Landscapes are inherently heterogeneous and dynamic (Pickett and White, 1985). The idea of spatial heterogeneity, integral to landscape ecology, is not new to aquatic ecology (Thorp et al., 2006; Zalewski et al., 1997). Benda et al. (2004) have shown how climatic, hydrologic, and geomorphologic processes mediate the formation and maintenance of dynamic stream habitats. Stream biota, such as salmon (Waples et al., 2008), have evolved in this dynamic landscape. As a result, spatially explicit models have a high potential to address questions about the response of organisms to changing landscape patterns at broad spatial scales (Dunning et al., 1995; Turner et al., 1995).
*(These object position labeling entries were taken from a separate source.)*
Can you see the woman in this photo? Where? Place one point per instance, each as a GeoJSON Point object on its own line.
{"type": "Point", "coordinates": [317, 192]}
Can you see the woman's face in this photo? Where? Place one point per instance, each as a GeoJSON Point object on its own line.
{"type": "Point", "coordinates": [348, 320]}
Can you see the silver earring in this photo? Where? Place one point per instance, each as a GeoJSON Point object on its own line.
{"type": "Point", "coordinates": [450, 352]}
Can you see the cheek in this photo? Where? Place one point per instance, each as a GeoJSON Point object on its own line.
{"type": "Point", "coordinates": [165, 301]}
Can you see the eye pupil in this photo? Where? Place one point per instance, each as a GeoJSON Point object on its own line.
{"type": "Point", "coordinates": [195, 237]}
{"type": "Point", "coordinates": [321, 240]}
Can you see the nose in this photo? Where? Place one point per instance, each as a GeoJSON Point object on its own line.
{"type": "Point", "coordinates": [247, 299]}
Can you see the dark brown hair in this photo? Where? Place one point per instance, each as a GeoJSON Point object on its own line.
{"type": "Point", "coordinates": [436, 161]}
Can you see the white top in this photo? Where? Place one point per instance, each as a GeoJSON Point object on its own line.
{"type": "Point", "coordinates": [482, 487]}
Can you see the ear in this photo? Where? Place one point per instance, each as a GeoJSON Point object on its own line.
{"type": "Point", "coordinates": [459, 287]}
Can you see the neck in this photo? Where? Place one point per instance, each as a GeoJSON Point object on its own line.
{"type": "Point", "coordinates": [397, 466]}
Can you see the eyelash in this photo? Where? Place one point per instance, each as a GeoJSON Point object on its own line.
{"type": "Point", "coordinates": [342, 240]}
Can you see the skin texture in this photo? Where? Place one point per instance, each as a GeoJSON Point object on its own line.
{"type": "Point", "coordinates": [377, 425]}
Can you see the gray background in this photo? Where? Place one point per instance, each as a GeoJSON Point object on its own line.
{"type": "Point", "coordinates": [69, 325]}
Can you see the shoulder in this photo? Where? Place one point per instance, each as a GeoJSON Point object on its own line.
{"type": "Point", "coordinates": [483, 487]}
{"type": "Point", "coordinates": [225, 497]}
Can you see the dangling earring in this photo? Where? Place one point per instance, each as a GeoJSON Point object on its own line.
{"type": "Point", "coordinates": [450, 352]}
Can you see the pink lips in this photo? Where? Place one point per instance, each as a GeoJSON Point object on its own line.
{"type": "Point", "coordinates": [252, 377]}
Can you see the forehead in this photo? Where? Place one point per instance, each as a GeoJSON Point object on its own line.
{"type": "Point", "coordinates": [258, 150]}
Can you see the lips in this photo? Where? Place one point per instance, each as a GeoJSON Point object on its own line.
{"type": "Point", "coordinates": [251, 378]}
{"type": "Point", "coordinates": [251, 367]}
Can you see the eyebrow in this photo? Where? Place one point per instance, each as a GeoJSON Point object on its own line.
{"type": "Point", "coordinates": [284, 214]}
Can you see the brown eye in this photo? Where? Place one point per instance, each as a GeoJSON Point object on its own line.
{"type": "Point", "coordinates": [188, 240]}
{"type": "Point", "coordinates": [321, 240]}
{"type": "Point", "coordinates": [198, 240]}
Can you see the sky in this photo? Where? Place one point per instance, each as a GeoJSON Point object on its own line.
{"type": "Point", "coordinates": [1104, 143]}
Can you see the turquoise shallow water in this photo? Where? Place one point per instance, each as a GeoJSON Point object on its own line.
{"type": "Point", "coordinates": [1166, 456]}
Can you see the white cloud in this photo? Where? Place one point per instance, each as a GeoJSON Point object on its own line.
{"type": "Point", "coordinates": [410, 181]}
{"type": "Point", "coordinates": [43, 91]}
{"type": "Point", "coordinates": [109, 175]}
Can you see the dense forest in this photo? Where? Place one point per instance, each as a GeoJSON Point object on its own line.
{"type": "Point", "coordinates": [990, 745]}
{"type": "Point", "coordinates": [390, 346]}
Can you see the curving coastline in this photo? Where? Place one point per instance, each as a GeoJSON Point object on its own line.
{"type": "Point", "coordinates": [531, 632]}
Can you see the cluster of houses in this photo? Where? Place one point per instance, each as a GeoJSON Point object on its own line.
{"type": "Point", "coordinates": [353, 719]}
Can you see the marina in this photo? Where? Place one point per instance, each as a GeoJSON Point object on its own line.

Flitcroft (2007) found hierarchical relationships between dynamic stream habitats and the spatial distributions of coho salmon. However, adequately capturing these dynamic systems with one or two metrics is a formidable challenge (Uuemaa et al., 2009*).
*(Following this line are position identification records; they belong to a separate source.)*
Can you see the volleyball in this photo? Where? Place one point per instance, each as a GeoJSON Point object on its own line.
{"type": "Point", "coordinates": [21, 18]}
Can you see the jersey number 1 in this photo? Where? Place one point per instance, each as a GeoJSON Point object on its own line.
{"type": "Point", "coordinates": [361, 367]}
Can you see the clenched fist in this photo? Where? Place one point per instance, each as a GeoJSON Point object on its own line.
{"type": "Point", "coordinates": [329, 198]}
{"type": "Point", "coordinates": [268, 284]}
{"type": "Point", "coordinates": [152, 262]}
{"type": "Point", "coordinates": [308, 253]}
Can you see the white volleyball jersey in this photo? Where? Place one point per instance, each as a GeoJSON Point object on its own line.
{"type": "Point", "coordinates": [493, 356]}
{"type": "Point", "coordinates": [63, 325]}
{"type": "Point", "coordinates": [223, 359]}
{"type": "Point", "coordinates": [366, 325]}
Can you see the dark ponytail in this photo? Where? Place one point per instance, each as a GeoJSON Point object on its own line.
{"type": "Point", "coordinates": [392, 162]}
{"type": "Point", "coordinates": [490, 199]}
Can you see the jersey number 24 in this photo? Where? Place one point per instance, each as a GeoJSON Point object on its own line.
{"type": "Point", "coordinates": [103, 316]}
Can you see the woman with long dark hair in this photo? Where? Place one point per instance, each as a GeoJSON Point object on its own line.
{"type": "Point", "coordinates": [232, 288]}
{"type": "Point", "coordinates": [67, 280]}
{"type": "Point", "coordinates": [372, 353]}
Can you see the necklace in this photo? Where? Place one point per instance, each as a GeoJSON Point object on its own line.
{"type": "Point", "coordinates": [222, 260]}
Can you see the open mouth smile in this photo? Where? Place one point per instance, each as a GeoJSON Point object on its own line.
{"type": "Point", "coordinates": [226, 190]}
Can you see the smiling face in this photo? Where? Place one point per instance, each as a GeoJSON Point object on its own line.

Traditional landscape metrics capture either landscape content (e.g., percent of wetlands within a watershed) or landscape structure (spatial position of land use patches in relation to a waterbody). For instance, does it matter more that urban patches are next to a stream or that there is a large proportion of urban land uses in the watershed relative to forest? Careful application of landscape structure metrics has led to advances in our understanding of many ecological issues (Uuemaa et al., 2009, see Table 1). Examples in riverine ecology include Goetz and Fiske (2008); Van Sickle and Johnson (2008); King et al. (2005); Hunsaker and Hughes (2002) and Allan and Johnson (1997). Kearns et al. (2005) suggested that the lack of metrics that capture biologically relevant components of spatial pattern is, at least in part, responsible for the mixed conclusions of so many analyses attempting to link land use and instream responses. Therefore, future research should focus on metrics that are able to differentiate landscapes by their configuration as well as heterogeneity and patchiness. Patch density, size, and shape are measures of spatial complexity that could be tested for their ability to better develop linkages between landscape configuration and aquatic responses. Careful development of response metrics is also essential.
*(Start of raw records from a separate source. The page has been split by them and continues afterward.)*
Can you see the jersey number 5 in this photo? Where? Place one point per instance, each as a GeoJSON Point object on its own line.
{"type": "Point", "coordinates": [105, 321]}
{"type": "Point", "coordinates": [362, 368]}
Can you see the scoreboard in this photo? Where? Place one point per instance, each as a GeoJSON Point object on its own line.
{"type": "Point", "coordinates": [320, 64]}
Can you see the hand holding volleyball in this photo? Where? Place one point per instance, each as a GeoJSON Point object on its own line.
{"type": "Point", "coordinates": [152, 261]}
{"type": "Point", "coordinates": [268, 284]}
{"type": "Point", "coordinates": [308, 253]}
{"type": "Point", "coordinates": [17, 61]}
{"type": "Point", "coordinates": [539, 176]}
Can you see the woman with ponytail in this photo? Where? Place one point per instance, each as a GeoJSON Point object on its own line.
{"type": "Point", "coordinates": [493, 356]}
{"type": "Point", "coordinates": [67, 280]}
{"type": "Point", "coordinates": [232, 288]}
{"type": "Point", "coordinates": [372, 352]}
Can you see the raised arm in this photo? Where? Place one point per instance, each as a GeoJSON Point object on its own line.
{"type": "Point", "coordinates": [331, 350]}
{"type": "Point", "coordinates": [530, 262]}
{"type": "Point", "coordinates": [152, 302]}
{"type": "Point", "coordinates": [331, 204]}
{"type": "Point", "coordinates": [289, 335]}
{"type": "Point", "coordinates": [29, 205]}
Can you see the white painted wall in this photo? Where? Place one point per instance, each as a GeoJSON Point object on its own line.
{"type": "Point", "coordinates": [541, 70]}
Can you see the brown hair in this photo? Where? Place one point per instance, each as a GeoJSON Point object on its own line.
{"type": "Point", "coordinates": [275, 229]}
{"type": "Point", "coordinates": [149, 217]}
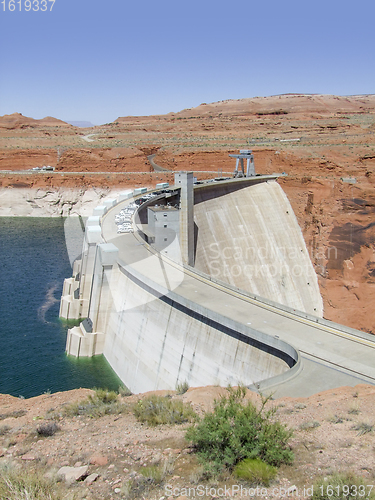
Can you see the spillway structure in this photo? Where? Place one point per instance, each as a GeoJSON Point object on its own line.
{"type": "Point", "coordinates": [209, 283]}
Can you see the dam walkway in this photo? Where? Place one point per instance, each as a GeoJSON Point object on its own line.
{"type": "Point", "coordinates": [329, 355]}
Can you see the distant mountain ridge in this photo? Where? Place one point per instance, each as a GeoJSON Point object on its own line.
{"type": "Point", "coordinates": [17, 120]}
{"type": "Point", "coordinates": [284, 104]}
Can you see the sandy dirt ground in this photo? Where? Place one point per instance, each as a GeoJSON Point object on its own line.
{"type": "Point", "coordinates": [326, 440]}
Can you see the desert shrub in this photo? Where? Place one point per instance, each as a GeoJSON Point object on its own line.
{"type": "Point", "coordinates": [342, 487]}
{"type": "Point", "coordinates": [4, 429]}
{"type": "Point", "coordinates": [155, 410]}
{"type": "Point", "coordinates": [363, 428]}
{"type": "Point", "coordinates": [103, 396]}
{"type": "Point", "coordinates": [235, 431]}
{"type": "Point", "coordinates": [182, 387]}
{"type": "Point", "coordinates": [354, 409]}
{"type": "Point", "coordinates": [48, 429]}
{"type": "Point", "coordinates": [124, 391]}
{"type": "Point", "coordinates": [13, 414]}
{"type": "Point", "coordinates": [26, 485]}
{"type": "Point", "coordinates": [256, 471]}
{"type": "Point", "coordinates": [101, 403]}
{"type": "Point", "coordinates": [152, 474]}
{"type": "Point", "coordinates": [307, 426]}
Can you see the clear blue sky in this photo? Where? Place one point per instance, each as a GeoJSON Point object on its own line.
{"type": "Point", "coordinates": [97, 60]}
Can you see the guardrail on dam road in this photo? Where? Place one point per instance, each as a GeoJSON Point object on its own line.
{"type": "Point", "coordinates": [212, 291]}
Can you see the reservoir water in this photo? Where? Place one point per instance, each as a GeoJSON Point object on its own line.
{"type": "Point", "coordinates": [34, 262]}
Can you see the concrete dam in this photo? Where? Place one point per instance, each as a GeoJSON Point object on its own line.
{"type": "Point", "coordinates": [208, 284]}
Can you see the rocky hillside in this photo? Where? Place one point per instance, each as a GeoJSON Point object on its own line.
{"type": "Point", "coordinates": [326, 145]}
There are examples in which the careful development of novel metrics or new indices has advanced our understanding of landscape impacts to rivers. The landscape development index (LDI) of Brown et al. (Brown and Vivas, 2005; Brown and Moyle, 2005) uses energy use per unit area to estimate the cumulative impacts of human dominated activities over large extents. By lumping human activities, they have sidestepped the issues in Section 5.2 related to non-independence of human impacts across the landscape. Another example of the use of novel metrics is Scott (2006). He modeled the effects of a trajectory of forest cover change over time on the ratio of endemic specialists to broad-ranged fishes. Using this approach, he quantified the loss of endemism as a result of urbanization.